Monika Jensen legte ihr Smartphone umständlich ins Handschuhfach und blickte zu ihrem Partner, Erik Pause, der gerade Mühe damit hatte, einen Drängler am Abbiegen in die Autobahnausfahrt zu hindern. »Wollen wir nicht an einer Raststätte pennen, Schatz?«

Erik Pause schüttelte den Kopf lässig, nie den Verkehr außer Acht lassend.

»Ich bin aber schon müde.« Monika legte ihre Hand sanft auf Eriks rechten Oberschenkel.

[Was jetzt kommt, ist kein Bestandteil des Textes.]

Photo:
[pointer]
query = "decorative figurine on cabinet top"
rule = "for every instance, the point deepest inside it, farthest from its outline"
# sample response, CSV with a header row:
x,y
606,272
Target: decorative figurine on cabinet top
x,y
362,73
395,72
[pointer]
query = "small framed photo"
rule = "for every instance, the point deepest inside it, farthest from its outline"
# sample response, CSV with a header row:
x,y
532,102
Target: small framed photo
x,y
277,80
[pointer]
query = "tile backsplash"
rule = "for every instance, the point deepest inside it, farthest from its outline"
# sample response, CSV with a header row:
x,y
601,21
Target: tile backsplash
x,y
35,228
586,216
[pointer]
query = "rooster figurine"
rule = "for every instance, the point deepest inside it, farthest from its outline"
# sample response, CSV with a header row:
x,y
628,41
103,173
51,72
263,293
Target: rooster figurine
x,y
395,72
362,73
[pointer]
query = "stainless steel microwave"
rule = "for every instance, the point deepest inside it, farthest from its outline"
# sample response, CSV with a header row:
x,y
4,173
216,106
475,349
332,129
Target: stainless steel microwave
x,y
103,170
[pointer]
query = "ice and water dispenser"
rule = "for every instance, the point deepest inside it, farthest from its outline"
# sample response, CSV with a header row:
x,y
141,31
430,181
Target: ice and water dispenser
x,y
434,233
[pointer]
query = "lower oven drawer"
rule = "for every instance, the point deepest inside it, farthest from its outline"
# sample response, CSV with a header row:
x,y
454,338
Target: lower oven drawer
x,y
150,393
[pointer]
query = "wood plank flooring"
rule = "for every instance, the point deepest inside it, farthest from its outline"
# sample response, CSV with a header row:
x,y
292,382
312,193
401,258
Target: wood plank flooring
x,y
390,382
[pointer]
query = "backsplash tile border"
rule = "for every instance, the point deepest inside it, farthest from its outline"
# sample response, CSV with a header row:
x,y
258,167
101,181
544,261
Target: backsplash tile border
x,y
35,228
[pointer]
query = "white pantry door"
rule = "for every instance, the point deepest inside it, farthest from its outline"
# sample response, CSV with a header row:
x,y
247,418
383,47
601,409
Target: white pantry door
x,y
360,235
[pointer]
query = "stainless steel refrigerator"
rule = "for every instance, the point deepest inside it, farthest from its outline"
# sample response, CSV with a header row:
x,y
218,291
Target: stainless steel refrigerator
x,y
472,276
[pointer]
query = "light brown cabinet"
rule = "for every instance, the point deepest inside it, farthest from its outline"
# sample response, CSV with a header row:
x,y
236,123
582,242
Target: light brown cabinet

Er spürte ihre Finger an seinem Bein entlangstreicheln. Die junge, gut aussehende, zwanzigjährige Frau aus Calw ließ nicht den Hauch eines Zweifels an der Vollkommenheit des weiblichen Wesens. Ihre braungebrannte Haut glänzte im goldenen Schimmer der heißen, österreichischen Abendsonne. Erik Pause war sich der Tatsache vollkommen bewusst, dass Monika nicht nur ihm bereits beim ersten »Hallo!« sofort den Verstand raubte. So tat sie es damals, als sie sich in irgendeiner billigen Spielothek das erste Mal verträumt in die Augen gesehen hatten. Monika würde für immer und ewig sein Hauptgewinn dieses Abends bleiben, davon war er felsenfest überzeugt.

Der Fahrer nutzte die kurze Stille, die sein Kopfschütteln ausgelöst hatte, um die Anlage wieder aufzudrehen. Monikas Streicheleinheiten hatten aufgehört und sie lauschten beide gemeinsam den Klängen des ersten Megadeth-Albums. Die Sonne spiegelte sich im Tachometer, sodass es für Pause äußerst schwierig wurde, die genaue Geschwindigkeit des Wagens zu deuten. Monika Jensen gab ihm mit einer Geste zu verstehen, dass er doch ein bisschen vom Gaspedal ablassen sollte. Erik Pause drückte die Kupplung und schaltete einen Gang hinunter, währenddessen drehte seine Freundin den Sound der Anlage beinahe auf Maximum. Erfreut über die vertrauten Gitarrensounds bewegten die beiden ihre Köpfe im Takt auf und ab.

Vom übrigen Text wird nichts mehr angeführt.